In the gastrointestinal system, MAO-A is the major isoform; whereas, in the human brain, the MAO-B isoform prevails, degrading dopamine into 3,4-dihydroxyphenylacetic acid as well as homovanillic acid12. Mitochondrial disruption, as well as oxidative stress, is triggered by unstable dopamine residues and appears crucially in the pathogenic phase of PD. MAO-B biochemically transforms both endogenous and exogenous dopamine into hydrogen peroxide, rendering it imperative for its underlying processes in PD oxidative stress and oxidative deterioration. Raised MAO-B levels have been implicated in aging and specific neurological ailments like AD and PD, showing a pathology presumed to be attributable to the enhanced oxidative stress, which ensues in such circumstances13. 1-Methyl-4-phenylpyridinium ion (MPP+) triggers experimental or secondary parkinsonism, while MAO-B enables its transformation from 1-methyl-4-phenyl1,2,3,6-tetrahydropyridine (MPTP)14. Both irreversible and reversible MAO inhibitors have been studied. As non-selective monoamine oxidase (MAO) inhibitors, the USFDA approved phenelzine, isocarboxazid, and tranylcypromine. There remained a necessity for reversible inhibitors, since the preponderance of the pioneer MAO inhibitors constituted irreversible type. Subsequently, the least lethal and greater efficacious selective MAO-A (like moclobemide) inhibitors, as well as MAO-B (like selegiline) inhibitors, had been devised15. Owing to the medicinal potential of MAO inhibitors across several neurodegenerative conditions, these MAO inhibitors had been actively developed16,17. Three MAO-B inhibitors such as selegiline, rasagiline, and safinamide, were being used often to manage PD.

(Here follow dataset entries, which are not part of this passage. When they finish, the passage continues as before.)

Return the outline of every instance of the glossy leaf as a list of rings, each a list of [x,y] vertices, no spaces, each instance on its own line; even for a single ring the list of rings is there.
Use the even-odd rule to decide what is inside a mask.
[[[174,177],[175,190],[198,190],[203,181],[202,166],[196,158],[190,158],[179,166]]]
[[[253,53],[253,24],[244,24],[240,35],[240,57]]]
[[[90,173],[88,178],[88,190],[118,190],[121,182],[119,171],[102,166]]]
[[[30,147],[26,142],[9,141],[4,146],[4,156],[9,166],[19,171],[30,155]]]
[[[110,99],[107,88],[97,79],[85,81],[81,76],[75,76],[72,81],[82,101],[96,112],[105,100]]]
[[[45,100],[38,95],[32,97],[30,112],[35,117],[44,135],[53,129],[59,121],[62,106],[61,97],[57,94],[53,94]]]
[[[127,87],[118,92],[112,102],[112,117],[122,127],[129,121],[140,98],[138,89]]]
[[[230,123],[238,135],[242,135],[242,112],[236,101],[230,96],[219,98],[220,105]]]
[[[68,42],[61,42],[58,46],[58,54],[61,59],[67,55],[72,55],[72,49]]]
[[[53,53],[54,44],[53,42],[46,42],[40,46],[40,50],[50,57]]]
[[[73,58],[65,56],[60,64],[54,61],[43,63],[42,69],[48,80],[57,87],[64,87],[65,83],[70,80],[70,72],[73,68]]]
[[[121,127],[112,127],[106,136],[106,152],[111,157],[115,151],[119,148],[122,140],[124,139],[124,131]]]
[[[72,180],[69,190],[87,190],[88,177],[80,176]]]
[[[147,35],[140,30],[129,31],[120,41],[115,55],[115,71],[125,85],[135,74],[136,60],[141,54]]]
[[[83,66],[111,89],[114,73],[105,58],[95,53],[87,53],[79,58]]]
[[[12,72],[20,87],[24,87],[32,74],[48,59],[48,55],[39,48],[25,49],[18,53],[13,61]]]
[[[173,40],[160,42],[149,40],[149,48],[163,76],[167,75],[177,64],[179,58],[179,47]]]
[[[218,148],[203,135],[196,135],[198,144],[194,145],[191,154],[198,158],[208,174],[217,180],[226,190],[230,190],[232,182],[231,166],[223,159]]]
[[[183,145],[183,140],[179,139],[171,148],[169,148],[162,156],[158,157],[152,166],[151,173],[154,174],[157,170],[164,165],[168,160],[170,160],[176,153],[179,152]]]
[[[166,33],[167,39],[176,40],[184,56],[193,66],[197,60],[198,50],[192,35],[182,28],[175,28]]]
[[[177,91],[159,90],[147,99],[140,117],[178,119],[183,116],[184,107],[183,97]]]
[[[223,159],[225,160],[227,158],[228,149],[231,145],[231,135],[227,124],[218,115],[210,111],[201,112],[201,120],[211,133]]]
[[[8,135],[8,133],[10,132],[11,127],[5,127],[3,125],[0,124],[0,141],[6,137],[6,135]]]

The selective MAO-B inhibitor safinamide was approved to manage PD in 2017. Safinamide, the first antiparkinson drug to be authorized in the decade, also prevents the reuptake of dopamine and serotonin as well as glutamate release. Although it has a reversible effect, unlike the preceding antiparkinson drugs selegiline and rasagiline, it also has a positive pharmacokinetic pattern and a bioavailability of about 95%18. Safinamide travels via a complicated metabolic pathway that ends with inactive metabolites19. Safinamide inhibits levodopa-derived dopamine from being rendered inert either endogenously or exogenously, thereby raising the brain's dopamine tolerance. Safinamide has a favorable attitude for MAO-B in comparison to selegiline and rasagiline, therefore, at therapeutic concentrations, there is no MAO-A inhibition. Safinamide's inhibition of MAO-B is transient, owing to its non-covalent allegiance to MAO-B, thus reducing drug contention20.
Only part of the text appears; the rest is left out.